Stock and Bond Traders Eye Another Volatile Open
Funds that are designed to weather shocks, such as trend following and risk parity, got hit. The RPAR Risk Parity ETF, for instance, slipped more almost 4%, its worst return in more than three years.
Worst to Come?
Signs of angst are deepening. The Cboe Volatility Index, a gauge of implied price swings in the S&P 500 known as the VIX, surged toward 30 on Friday, pushing the spot price above its three-month futures in the largest inversion in almost a year.
“The worst is yet to come in the stock market reaction,” said Michael O’Rourke, chief market strategist at JonesTrading. “I would expect more of a risk-off mood until we get some tangible positive news.”
In the credit market, the premium investors demand for owning investment-grade bonds over Treasuries widened to a three-month high. Meanwhile, hedge funds have slashed their net exposure to levels not seen since 2022, according to data compiled by PivotalPath.

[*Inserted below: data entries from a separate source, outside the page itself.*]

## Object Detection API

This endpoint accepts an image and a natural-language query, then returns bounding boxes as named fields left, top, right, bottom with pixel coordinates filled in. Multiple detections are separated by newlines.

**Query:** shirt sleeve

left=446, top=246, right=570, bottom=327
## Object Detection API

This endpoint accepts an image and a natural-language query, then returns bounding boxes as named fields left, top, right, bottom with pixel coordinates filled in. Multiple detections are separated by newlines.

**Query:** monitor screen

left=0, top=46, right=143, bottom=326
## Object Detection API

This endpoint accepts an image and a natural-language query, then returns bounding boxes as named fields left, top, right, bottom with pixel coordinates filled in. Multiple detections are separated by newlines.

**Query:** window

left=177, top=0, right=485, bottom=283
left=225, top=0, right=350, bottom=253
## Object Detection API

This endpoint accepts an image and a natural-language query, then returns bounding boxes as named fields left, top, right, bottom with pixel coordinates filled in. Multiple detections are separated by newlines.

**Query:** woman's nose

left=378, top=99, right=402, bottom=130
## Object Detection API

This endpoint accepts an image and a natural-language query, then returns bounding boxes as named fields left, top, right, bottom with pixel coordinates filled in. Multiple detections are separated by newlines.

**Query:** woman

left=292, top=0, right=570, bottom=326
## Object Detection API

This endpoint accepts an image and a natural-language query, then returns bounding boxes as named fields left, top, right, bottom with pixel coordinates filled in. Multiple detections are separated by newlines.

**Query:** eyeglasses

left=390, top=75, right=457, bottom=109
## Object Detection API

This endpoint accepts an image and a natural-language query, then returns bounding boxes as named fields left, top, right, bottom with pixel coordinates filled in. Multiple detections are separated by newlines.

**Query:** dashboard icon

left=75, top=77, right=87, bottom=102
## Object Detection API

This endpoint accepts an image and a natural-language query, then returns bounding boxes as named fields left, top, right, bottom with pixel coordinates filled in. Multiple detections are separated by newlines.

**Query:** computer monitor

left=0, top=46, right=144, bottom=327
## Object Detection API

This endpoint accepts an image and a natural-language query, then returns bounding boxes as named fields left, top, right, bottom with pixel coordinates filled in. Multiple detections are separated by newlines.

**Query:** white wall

Despite the rising worries, some market watchers caution against taking too bearish a stance, given the chance for a de-escalation of hostilities or fresh avenues of diplomacy, with the Trump administration sensitive to market swings.
“You don’t want just sell everything because you think this is going on forever,” said Nicholas Colas, co-founder of DataTrek Research. “This current administration is very sensitive prices and if things get too volatile, then they will adapt.”